Dit “gesprek” met Allah de Almachtige moet gerespecteerd worden overeenstemmend met de juiste waarde. De boodschapper van Allah (Allah's vrede en zegeningen zijn met hem) heeft gezegd: “Wanneer iemand van jullie staat te bidden, is hij in conversatie met zijn Heer, dus laat hem aandacht schenken hoe hij tot Hem spreekt.” (Al-H'aakiem, al-Moestadrak, 1/236; Sah'ieh' al-Djaami', 1538.) – AY]
53) Het is toegestaan om het te lezen als Maaliki Yawm id-Dien of Maliki Yawm id-Dien.
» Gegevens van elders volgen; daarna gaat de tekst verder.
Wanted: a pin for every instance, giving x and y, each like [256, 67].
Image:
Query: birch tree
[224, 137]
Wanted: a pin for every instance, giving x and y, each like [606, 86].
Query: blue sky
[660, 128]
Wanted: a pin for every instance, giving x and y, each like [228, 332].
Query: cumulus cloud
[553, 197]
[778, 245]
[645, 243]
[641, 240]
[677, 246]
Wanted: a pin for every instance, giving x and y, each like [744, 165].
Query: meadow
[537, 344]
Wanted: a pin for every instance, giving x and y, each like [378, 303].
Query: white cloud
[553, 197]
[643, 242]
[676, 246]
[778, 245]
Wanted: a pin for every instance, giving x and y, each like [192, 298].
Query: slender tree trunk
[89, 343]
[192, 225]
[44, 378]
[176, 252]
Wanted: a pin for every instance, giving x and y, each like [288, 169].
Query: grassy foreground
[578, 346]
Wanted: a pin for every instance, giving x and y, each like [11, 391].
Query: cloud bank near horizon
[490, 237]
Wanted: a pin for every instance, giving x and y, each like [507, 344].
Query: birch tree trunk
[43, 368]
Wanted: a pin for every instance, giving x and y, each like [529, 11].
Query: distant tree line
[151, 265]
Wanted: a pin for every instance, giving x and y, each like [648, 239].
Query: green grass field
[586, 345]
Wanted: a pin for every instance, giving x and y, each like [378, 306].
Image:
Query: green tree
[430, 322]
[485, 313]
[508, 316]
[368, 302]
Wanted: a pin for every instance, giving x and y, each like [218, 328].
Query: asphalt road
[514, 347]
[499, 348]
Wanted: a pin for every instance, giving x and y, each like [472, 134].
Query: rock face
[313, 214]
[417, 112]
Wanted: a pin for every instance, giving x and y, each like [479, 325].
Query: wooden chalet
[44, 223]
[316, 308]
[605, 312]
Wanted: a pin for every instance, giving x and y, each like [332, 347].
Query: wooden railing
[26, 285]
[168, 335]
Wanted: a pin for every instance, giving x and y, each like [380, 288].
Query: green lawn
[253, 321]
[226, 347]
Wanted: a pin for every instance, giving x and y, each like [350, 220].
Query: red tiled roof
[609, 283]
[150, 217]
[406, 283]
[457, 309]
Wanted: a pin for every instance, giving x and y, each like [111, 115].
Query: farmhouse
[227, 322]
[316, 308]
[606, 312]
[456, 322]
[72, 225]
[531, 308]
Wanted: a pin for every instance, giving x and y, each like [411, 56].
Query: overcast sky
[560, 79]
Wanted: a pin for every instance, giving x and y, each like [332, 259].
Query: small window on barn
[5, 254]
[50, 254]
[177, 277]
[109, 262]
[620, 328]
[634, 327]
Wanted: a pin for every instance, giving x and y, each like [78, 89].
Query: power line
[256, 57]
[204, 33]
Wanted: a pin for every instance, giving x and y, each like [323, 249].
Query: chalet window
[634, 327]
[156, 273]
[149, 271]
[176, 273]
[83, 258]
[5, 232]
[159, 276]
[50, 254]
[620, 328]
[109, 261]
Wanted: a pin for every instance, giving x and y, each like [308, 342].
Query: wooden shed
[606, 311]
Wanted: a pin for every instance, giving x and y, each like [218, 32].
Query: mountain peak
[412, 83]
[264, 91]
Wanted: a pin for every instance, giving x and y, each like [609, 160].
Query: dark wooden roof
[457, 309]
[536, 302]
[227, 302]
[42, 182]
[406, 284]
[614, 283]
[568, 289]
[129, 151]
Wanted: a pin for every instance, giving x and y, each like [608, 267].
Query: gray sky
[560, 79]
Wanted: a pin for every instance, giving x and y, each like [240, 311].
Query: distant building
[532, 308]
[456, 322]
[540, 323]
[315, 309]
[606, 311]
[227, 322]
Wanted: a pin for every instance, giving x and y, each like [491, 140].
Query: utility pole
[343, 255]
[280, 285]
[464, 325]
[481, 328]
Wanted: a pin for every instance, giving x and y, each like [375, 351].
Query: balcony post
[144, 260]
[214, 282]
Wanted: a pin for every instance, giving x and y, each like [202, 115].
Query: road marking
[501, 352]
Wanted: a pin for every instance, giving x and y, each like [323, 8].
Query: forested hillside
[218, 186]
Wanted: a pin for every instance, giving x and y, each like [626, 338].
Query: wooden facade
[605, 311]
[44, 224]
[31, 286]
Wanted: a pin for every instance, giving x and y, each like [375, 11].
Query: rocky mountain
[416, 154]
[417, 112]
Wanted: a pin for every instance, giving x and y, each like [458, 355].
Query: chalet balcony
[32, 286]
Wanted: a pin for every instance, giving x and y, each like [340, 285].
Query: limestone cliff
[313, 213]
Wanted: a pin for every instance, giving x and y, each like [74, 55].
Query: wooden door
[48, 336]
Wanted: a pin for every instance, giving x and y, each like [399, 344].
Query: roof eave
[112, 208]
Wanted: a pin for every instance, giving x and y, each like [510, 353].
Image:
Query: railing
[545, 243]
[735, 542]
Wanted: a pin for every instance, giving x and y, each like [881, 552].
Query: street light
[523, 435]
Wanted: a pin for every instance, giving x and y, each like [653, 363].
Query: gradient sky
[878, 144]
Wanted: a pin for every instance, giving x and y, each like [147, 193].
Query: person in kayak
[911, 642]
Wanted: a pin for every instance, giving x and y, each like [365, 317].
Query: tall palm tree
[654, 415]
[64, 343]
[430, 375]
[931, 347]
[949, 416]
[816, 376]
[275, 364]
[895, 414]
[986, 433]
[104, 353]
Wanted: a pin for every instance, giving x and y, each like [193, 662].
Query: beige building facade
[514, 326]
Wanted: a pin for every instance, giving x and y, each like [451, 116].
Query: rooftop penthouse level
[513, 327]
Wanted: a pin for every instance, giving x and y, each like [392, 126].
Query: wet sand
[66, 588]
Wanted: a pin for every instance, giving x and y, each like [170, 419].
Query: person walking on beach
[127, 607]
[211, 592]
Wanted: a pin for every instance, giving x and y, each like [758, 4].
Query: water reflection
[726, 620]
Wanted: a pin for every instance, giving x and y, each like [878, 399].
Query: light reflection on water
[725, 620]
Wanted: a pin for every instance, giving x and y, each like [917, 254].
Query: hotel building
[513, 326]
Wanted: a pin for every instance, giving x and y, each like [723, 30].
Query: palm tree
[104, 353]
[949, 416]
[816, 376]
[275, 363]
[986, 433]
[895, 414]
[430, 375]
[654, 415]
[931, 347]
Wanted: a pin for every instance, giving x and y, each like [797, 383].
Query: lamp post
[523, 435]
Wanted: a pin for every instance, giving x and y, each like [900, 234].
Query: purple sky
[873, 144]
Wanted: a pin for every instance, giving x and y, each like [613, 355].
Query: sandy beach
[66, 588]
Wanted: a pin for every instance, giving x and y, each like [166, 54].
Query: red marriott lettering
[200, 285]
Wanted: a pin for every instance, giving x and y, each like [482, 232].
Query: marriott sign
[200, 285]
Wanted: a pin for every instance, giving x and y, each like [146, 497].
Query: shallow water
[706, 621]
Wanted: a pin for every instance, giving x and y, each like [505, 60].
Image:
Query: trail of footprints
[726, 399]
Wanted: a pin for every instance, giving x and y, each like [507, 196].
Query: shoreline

Hoe degene die achter een imaam bidt het dient te reciteren:
54) Degene die achter een imaam bidt, dient het achter de imaam te reciteren in de gebeden waar de Qor-aan zachtjes wordt gereciteerd en in gebeden waar het hardop gereciteerd wordt, als hij de recitatie van de imaam niet kan horen, of als hij pauzeert nadat hij het volledig gereciteerd heeft zodat degenen die achter hem bidden het kunnen reciteren. Wij denken dat deze pauze niet bewezen is in de Soennah. Ik zeg dat ik het bewijs genoemd heb van degenen die denken dat deze pauze toegestaan is en de weerlegging van dat bewijs, in Silsilat al-Ah'aadieth al-Dha'iefah, nr. 546, 547, deel 2, p. 24-26, Dar al-Ma'aarif editie.
Recitatie na al-Faatih'ah:
55) Het is Soennah om – na al-Faatih'ah – een andere soerah te reciteren, zelfs in Salaat al-Djanaazah (het begrafenisgebed), of enkele aayaat, in de eerste twee rak'ahs.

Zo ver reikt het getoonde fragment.